De rechtbank heeft de feiten en omstandigheden van de zaak zorgvuldig gewogen. De eiser voerde aan dat hij geen misdrijven had gepleegd en dat hij gedwongen was om deel te nemen aan de militaire activiteiten. De rechtbank oordeelde dat de staatssecretaris onvoldoende had aangetoond dat de eiser persoonlijk verantwoordelijk was voor de hem verweten misdrijven. De rechtbank vernietigde het bestreden besluit en verklaarde het beroep gegrond, met de opdracht aan de staatssecretaris om een nieuw besluit te nemen in overeenstemming met de uitspraak. Tevens werd de staatssecretaris veroordeeld in de proceskosten van de eiser tot een bedrag van € 980,00.

Uitspraak

Rechtbank DEN Haag

Bestuursrecht
zaaknummer: AWB 14/25080

uitspraak van de meervoudige kamer van 2 juni 2015 in de zaak tussen

[eiser], eiser, V-nummer [nummer]

(gemachtigde: mr.drs. T. Neijzen),
en

de staatssecretaris van Veiligheid en Justitie, verweerder

(gemachtigde: mr. E.P.C. van der Weijden).

Procesverloop

Bij besluit van 20 oktober 2014 (het bestreden besluit) heeft verweerder – conform zijn voornemen van 11 augustus 2014 – eisers aanvraag tot het verlenen van een verblijfsvergunning asiel voor bepaalde tijd, als bedoeld in artikel 28 van de Vreemdelingenwet 2000 (Vw 2000), afgewezen.
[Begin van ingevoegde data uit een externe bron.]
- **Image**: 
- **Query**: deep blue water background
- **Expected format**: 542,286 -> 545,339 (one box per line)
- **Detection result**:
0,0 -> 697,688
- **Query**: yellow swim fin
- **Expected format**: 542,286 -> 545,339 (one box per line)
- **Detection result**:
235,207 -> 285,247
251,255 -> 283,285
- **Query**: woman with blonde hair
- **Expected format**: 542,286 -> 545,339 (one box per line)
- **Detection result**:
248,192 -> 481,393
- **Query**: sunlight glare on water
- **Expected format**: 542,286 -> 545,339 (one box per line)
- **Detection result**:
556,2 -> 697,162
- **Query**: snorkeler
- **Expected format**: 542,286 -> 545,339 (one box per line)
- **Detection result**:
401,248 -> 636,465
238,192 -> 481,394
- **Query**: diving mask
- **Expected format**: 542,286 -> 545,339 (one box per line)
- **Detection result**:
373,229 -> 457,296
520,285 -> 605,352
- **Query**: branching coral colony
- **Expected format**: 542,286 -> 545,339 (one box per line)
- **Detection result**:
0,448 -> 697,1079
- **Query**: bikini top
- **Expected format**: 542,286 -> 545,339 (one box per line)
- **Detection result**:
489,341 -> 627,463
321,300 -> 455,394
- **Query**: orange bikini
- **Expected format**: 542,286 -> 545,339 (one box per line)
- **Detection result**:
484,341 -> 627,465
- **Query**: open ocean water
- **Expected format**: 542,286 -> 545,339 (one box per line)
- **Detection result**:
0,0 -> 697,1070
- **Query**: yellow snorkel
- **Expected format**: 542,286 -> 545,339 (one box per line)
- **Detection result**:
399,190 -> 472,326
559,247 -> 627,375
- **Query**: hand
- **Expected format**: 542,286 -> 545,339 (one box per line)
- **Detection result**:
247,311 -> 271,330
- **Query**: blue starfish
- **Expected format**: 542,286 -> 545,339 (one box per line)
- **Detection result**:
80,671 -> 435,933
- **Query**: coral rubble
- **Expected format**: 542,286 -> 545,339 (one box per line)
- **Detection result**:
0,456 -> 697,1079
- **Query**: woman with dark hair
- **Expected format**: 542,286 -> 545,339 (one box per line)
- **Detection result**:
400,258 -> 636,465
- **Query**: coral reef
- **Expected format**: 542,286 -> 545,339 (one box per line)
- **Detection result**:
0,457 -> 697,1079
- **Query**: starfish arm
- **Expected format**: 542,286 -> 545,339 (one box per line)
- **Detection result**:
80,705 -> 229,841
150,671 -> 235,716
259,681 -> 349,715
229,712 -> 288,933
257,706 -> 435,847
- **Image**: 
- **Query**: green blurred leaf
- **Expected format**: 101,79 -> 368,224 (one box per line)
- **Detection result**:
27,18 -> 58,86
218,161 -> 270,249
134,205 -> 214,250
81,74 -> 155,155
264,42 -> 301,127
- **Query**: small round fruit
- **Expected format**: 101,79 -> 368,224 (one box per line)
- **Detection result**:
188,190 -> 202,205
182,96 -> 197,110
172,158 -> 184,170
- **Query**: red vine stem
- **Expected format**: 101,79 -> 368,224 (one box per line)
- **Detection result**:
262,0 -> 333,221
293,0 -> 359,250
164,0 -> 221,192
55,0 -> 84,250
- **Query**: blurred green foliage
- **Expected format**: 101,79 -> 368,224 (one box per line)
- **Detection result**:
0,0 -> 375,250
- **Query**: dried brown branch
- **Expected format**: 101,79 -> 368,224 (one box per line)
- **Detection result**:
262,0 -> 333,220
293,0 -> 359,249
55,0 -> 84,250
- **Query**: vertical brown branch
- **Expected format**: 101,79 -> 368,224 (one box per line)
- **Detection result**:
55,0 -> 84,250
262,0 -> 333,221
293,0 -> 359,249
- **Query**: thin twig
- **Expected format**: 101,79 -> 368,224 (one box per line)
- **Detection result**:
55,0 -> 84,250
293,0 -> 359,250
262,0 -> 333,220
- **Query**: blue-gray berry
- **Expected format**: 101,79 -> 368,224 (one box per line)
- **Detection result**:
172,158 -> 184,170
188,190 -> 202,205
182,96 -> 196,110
Tevens is hierbij aan eiser een inreisverbod uitgevaardigd, als bedoeld in artikel 66a, eerste lid, aanhef en onder a, van de Vw 2000, voor de duur van tien jaar.
Eiser heeft tegen het bestreden besluit beroep ingesteld.
Verweerder heeft een verweerschrift ingediend.
Het onderzoek ter zitting heeft plaatsgevonden op 24 april 2015.
Eiser is verschenen, bijgestaan door zijn gemachtigde. Verweerder heeft zich laten vertegenwoordigen door zijn gemachtigde.

Overwegingen

1.1.
De rechtbank gaat bij de beoordeling van het beroep uit van de volgende feiten en omstandigheden.
1.2.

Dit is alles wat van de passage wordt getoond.